Note on Belva Lockwood in the Today in History Column

I saw the Today in History Column had a mention of a Belva Lockwood Burlesque, and thought that other readers would be interested in knowing that Belva was a famous advocate of women’s rights in her day, and that men in numerous towns created Belva Lockwood burlesques, where they would mock her, apparently by dressing up in drag, and mocking her, as near as I can make of it from reading old books that have been digitized.

Here is the wikipedia biography.

https://en.wikipedia.org/wiki/Belva_Ann_Lockwood

Rolf

Comments | 6

  • Thanks!

    Here’s the mention from yesterday in case anyone missed it:

    “Brattleboro, 1888: A burlesque Belva Lockwood procession escorted by the drum corps paraded the streets Friday evening.”

    Glad you did some research on this… it is a very strange sentence.

    Mocking women’s rights… right here in town. Ahh, 1888.

    • One degree of seperation from Brattleboro: Victoria Woodhull

      In her amazing book, Other Powers, the wonderful writer Barbara Goldsmith documented the life and times of Victoria Woodhull. Woodhull was a feminist activist, our first female presidential candidate, and at times, a gifted grifter. She set up the first psychic investment firm, which benefited more from insider information she obtained from robber baron Jim Fisk and the Vanderbilt family (probably more so than any from spirits she claimed to be in touch with.) Fisk was a son of Jim Fisk sr, who ran a temperance hotel in downtown Brattleboro. Jim Fisk Jr is buried in the Prospect Hill Cemetery, with naked women carved out of limestone,(one of whom holds a bag of railroad stocks that are weathering away into non-legibility) sitting atop him for eternity.
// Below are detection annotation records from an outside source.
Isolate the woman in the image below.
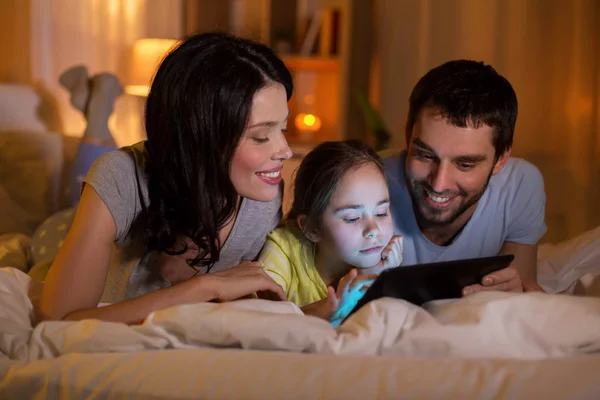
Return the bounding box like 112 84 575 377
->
38 34 292 323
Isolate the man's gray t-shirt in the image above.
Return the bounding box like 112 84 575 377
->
84 142 283 303
384 152 546 265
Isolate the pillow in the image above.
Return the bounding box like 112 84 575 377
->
0 83 48 134
0 131 63 235
0 233 30 272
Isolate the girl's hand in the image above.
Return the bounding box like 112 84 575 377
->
302 269 376 325
361 235 403 275
327 269 377 321
198 261 287 302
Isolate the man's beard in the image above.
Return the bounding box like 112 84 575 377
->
407 171 492 228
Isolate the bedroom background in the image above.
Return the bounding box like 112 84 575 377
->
0 0 600 242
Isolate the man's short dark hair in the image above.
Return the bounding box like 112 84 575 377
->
407 60 518 157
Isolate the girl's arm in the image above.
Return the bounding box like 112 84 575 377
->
36 185 285 324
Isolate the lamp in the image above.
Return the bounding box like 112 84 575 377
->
125 38 178 97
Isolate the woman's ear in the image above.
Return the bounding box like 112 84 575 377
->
296 214 321 243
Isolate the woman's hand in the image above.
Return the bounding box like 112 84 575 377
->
198 261 287 302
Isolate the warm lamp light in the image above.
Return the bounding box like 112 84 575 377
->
125 38 177 97
294 113 321 132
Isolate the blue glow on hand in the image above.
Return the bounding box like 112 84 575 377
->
330 289 365 328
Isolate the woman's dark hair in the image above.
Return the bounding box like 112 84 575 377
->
406 60 518 157
285 140 385 236
145 33 293 270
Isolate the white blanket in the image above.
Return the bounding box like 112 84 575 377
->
0 268 600 360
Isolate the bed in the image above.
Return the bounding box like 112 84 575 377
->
0 83 600 399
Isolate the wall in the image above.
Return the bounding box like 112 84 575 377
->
375 0 600 241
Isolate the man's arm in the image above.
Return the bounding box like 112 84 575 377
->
500 242 537 284
490 242 544 292
463 242 544 295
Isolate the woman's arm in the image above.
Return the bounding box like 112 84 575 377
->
37 185 285 324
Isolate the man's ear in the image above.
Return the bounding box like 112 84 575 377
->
492 147 512 175
296 214 321 243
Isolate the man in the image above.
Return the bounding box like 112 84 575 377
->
384 60 546 295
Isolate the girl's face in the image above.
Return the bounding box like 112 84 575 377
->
317 163 394 268
230 83 292 201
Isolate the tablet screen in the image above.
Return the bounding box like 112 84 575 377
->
348 254 514 322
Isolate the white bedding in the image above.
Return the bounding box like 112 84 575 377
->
0 268 600 399
0 225 600 399
0 268 600 361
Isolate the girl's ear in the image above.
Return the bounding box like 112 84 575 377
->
296 214 321 243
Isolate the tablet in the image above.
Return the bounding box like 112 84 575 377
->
348 254 515 316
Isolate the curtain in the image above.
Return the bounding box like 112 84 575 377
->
30 0 183 145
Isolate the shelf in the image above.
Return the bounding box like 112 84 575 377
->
281 56 340 71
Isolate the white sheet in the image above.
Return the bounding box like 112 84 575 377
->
0 349 600 400
0 268 600 361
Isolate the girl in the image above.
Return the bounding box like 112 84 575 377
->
259 141 402 323
37 33 292 323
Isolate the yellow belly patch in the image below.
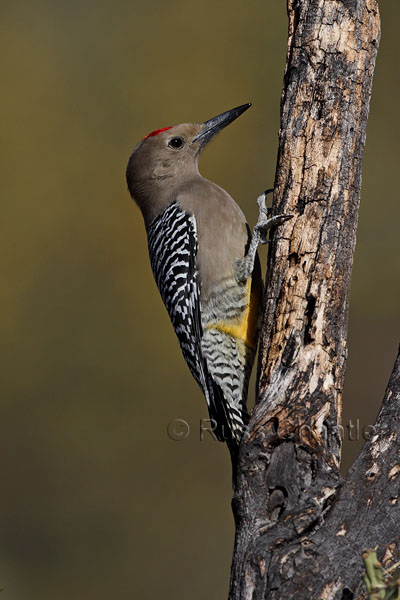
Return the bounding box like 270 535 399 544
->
206 278 259 350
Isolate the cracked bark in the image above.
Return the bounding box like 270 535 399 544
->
230 0 400 600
    • Belva Burlesque only known about due to digitizing of old news

      So much can be learned from reading old newspapers.

      I started digitizing the Vermont Farmer and Record, which was the other big paper in Brattleboro in the mid to late 1800s. There are micro-films in the library, and a machine that can produce JPEGs and PDFs.
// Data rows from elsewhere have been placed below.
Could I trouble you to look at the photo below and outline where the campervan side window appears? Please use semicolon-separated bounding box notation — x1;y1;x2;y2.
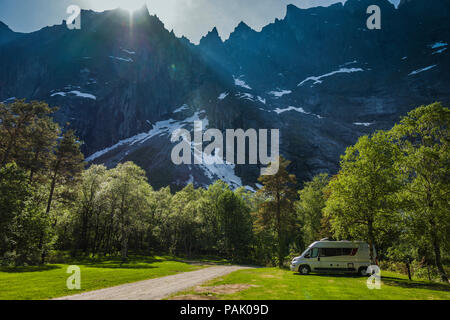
320;248;342;257
342;248;353;256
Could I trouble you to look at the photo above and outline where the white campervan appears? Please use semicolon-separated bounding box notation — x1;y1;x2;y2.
291;239;377;275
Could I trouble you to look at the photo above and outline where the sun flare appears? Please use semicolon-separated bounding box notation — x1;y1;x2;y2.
120;0;147;12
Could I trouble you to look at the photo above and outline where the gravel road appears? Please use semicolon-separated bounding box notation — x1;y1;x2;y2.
55;266;249;300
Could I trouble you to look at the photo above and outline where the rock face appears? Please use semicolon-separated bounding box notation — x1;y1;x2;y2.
0;0;450;188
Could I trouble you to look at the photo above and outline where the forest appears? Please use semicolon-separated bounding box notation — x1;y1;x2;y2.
0;100;450;281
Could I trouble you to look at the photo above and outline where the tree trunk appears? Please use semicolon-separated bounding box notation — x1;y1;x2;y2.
406;262;412;281
277;193;283;268
432;232;449;283
45;161;60;214
368;220;376;265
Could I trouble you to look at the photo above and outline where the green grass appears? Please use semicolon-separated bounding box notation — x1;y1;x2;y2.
178;268;450;300
0;256;210;300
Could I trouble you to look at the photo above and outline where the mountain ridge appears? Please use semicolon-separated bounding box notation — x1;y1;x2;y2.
0;0;450;189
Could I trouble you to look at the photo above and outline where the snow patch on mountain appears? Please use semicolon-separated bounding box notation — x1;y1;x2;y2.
173;104;189;113
268;89;292;98
217;92;228;100
274;106;323;119
256;96;266;104
122;49;136;55
194;149;242;189
430;41;448;49
50;90;97;100
86;111;209;162
353;122;374;127
233;75;252;90
408;64;437;76
2;97;17;103
109;56;133;62
297;68;364;87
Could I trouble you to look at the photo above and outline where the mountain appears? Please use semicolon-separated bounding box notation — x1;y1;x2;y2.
0;0;450;188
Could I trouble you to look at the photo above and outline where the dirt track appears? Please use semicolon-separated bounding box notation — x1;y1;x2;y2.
55;266;248;300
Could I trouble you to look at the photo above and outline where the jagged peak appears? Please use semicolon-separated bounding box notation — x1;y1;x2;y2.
200;27;223;45
234;21;254;32
0;21;13;32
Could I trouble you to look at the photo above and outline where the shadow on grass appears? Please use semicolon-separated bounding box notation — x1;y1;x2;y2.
0;264;62;273
294;272;363;278
381;277;450;292
74;256;165;269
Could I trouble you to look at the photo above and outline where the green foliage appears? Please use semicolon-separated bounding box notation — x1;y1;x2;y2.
256;157;300;267
390;103;450;281
296;173;330;249
325;132;401;260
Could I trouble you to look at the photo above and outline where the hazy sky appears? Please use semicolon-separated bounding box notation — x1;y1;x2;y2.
0;0;400;42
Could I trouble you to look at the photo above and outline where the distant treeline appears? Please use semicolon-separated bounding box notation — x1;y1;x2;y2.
0;100;450;280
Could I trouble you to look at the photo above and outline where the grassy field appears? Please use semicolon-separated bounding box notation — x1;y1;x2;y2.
0;256;211;300
173;268;450;300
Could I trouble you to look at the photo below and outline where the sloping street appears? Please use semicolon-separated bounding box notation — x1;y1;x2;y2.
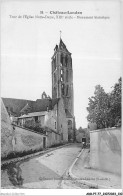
1;144;87;189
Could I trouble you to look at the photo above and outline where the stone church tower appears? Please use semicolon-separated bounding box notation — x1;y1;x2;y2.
52;38;74;138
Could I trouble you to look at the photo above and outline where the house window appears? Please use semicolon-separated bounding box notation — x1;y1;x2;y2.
34;116;38;122
61;133;63;140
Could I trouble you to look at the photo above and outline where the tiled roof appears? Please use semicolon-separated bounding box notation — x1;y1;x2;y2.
65;109;73;118
2;98;59;116
2;98;33;116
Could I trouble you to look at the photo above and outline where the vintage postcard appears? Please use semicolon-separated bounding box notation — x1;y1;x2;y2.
1;0;122;195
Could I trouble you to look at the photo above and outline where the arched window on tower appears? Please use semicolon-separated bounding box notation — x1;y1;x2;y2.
66;70;68;82
54;87;57;98
61;69;63;82
54;73;56;84
66;85;69;96
61;84;64;95
68;120;72;129
65;56;68;67
60;54;64;66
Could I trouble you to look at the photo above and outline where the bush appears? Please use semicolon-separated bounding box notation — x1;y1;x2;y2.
1;148;43;161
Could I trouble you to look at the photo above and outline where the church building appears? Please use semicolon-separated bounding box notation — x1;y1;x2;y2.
51;38;75;141
3;39;75;146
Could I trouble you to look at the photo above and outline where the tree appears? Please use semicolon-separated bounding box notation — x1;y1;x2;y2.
87;78;122;128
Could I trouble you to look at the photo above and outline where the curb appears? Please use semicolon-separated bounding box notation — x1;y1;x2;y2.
1;143;73;166
68;149;112;189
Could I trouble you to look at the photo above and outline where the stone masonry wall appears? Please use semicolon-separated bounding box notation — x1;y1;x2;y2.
1;100;13;157
13;126;46;152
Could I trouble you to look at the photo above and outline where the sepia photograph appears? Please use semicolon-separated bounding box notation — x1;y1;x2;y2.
1;0;122;195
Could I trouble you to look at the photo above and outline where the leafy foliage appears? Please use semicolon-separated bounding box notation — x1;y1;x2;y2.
87;78;122;129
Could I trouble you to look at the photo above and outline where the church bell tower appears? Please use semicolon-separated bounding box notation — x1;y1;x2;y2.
52;38;74;117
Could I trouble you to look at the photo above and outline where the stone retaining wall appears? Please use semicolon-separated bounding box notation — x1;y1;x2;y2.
90;128;121;175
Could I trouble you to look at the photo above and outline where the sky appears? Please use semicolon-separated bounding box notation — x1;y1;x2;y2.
1;0;121;128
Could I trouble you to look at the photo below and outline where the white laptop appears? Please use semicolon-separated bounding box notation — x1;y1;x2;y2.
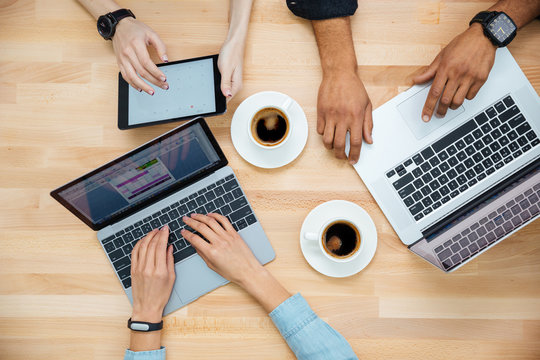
354;48;540;272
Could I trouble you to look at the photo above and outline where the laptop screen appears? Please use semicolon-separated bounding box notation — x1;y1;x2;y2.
53;121;222;227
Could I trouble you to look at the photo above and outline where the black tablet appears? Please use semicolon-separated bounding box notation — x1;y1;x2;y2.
118;55;227;130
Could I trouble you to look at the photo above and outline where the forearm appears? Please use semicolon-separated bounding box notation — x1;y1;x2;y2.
270;294;357;360
227;0;253;44
489;0;540;29
129;330;161;351
311;17;358;75
78;0;121;20
239;267;291;313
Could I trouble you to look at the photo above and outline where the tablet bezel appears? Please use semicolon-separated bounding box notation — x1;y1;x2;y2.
118;54;227;130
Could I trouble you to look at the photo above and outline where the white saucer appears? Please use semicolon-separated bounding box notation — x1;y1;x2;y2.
231;91;308;169
300;200;377;277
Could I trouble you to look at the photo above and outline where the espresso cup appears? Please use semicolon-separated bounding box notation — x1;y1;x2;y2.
304;218;363;263
247;97;293;149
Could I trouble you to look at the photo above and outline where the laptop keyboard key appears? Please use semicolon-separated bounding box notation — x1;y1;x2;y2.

      It’s slow work, but I have found many gems while working on a book that I am not going to be able to finish. The V F and R is not slated to be digitized by the Vermont newspaper digitizing project, but I had a special interest in it.

      The scanned images should be made available, and should be on-line.

  • Lockwood '84

    The wikipedia link points out that she was the first (or 2nd) woman to run for president:

    “Belva Lockwood was the first woman (or second, depending on one’s opinion, after Victoria Woodhull) to run for President of the United States. Lockwood ran as the candidate of the National Equal Rights Party. She ran in the presidential elections of 1884 and 1888. “

  • Treated like an afterthought

    As the lone protest voice of spiritualism, religiosity and the belief-dependents on this site, it’s important to add that the notion of equal rights for women, whether in social acceptance or by law, in this country has not passed the muster to this very day. In this overly Jukrislim country women never had a chance.
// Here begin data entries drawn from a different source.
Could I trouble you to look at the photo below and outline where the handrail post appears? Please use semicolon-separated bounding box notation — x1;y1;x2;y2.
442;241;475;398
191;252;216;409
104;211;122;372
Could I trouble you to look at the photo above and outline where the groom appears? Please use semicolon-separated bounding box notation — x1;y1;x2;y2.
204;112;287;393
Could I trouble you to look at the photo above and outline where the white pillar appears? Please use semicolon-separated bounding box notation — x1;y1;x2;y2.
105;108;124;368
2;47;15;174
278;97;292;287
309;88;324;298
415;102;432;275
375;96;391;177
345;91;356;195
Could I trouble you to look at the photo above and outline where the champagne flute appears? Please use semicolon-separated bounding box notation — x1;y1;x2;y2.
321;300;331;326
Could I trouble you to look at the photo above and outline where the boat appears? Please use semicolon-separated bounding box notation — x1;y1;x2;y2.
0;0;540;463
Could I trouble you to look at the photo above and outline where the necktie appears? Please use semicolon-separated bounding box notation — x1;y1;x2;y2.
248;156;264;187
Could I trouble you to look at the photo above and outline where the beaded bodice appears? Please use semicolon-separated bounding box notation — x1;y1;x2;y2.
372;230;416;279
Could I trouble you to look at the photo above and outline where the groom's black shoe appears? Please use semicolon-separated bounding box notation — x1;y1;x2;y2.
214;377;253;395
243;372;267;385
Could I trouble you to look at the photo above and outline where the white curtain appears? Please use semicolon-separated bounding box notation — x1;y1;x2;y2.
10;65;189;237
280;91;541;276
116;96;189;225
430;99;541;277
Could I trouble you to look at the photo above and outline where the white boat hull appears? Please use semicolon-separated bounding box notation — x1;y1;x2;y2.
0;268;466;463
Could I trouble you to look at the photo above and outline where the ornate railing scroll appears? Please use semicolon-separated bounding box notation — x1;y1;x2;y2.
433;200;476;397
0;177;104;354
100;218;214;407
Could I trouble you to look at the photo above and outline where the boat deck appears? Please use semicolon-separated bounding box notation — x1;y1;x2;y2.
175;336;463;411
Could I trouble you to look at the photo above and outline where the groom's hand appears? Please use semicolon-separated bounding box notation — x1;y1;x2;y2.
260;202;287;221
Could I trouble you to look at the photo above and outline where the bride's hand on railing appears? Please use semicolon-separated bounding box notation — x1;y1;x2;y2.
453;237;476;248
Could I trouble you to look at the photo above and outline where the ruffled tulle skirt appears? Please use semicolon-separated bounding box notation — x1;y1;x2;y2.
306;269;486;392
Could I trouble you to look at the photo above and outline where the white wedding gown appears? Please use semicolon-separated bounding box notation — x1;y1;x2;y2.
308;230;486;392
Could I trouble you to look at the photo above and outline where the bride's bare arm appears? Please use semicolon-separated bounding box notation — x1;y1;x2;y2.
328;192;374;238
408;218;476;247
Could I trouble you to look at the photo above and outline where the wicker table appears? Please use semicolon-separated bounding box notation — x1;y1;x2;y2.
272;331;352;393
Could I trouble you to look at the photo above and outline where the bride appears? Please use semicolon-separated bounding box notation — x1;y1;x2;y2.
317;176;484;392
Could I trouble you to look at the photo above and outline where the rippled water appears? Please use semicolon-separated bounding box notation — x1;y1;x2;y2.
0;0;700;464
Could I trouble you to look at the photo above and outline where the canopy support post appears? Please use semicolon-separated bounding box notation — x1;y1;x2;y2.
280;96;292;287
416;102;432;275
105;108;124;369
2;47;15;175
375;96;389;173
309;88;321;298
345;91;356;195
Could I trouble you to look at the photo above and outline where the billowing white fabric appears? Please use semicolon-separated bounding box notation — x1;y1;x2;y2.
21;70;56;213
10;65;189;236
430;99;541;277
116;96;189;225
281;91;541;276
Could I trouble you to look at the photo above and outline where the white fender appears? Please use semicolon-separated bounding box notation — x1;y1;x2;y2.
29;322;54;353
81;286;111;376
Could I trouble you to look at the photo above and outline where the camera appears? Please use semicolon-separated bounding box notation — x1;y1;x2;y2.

    The mythology of the creation of man simply left out women and was only created when “Adam” protested his loneliness. From then and until now women are treated like an afterthought, secondary to the original intent.

    I’m sorry to say, women are simply not equal to men, not today and not in the future, as long as women continue their glorification of patriarchal man-worship.

  • Chapter one of "Other Powers" by Barbara Goldsmith

    It really is an amazing read.

    https://www.nytimes.com/books/first/g/goldsmith-powers.html

    Here is the first paragraph.

    May 5, 1892: As the delegates to the National American Woman Suffrage Association convention filed into the Auditorium Theatre in Chicago, they found on the seats a leather-bound pamphlet titled “A Page of History.” On the first page was an announcement that Victoria Woodhull would run for president of the United States against Grover Cleveland and Benjamin Harrison. The rest was a compendium of extravagant praise from such leaders of the woman’s rights movement as Susan B. Anthony, who called Victoria a “bright, glorious, young and strong spirit”; Elizabeth Cady Stanton, who predicted, “In the annals of emancipation the name [Victoria Woodhull] will have its own high place as a deliverer”; and Paulina Wright Davis, who said, “I believe you were raised up of God to do wonderful work and I believe you will unmask the hypocrisy of a class that none others dare touch.” Isabella Beecher Hooker lent the religiosity for which her family was famous by stating that Victoria was “Heaven sent for the rescue of woman from the pit of subjection.” What the pamphlet did not say was that this praise had been written a quarter of a century earlier.